18 . Under Article 8 of the Convention, he submitted that the administrative authorities had taken action against him based on an event which had taken place outside of work and concerning a friendship the applicant had tried to develop in his private life. The way the authorities had framed their investigation around the applicant ’ s sexual orientation and the questions they had asked about the incident were not only irrelevant to his work but also prejudicial, discriminatory and unlawful.

19 . Finally, the applicant complained that the above-mentioned alleged breach of his rights under Article 8 resulted from a discriminatory intent present in the State authorities ’ conduct, contrary to Article 14 of the Convention.

QUESTIONS TO THE PARTIES

1. Has there been an interference with the applicant ’ s right to respect for his private life, within the meaning of Article 8 § 1 of the Convention, on account of the administrative investigation process resulting in his transfer and demotion? If so, was that interference in accordance with the law and necessary in terms of Article 8 § 2 (see Denisov v. Ukraine [GC], no. 76639/11, §§ 92-117, 25 September 2018; Özpınar v. Turkey , no. 20999/04, §§ 45-48, 19 October 2010; and Yılmaz v. Turkey , no. 36607/06, §§ 37-41 4, June 2019)?

2. Has the applicant suffered discrimination on account of his actual and/or perceived sexual orientation contrary to Article 14, read in conjunction with Article 8 of the Convention?
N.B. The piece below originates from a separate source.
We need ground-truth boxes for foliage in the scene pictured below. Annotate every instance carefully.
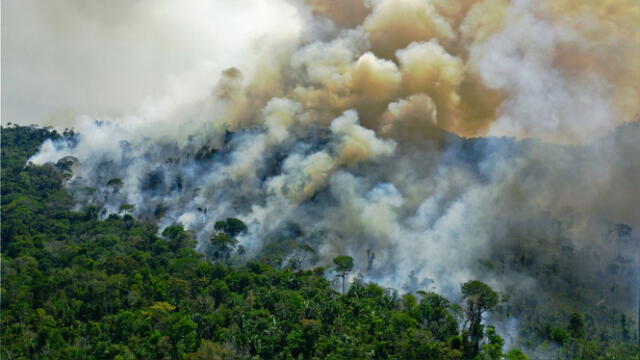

3. Was the presumption of innocence, guaranteed by Article 6 § 2 of the Convention, respected in the present case, given the impugned reasoning in the Istanbul Administrative Court ’ s decision of 13 October 2011 that the sexual harassment had clearly taken place (see, for example, Seven v. Turkey , no. 60392/08 , § 56, 23 January 2018)? Was the Constitutional Court ’ s assessment in finding that the Supreme Administrative Court had cured the impugned reasoning accurate, given that the decision of the Supreme Administrative Court had upheld the Istanbul Administrative Court ’ s decision without any amendments?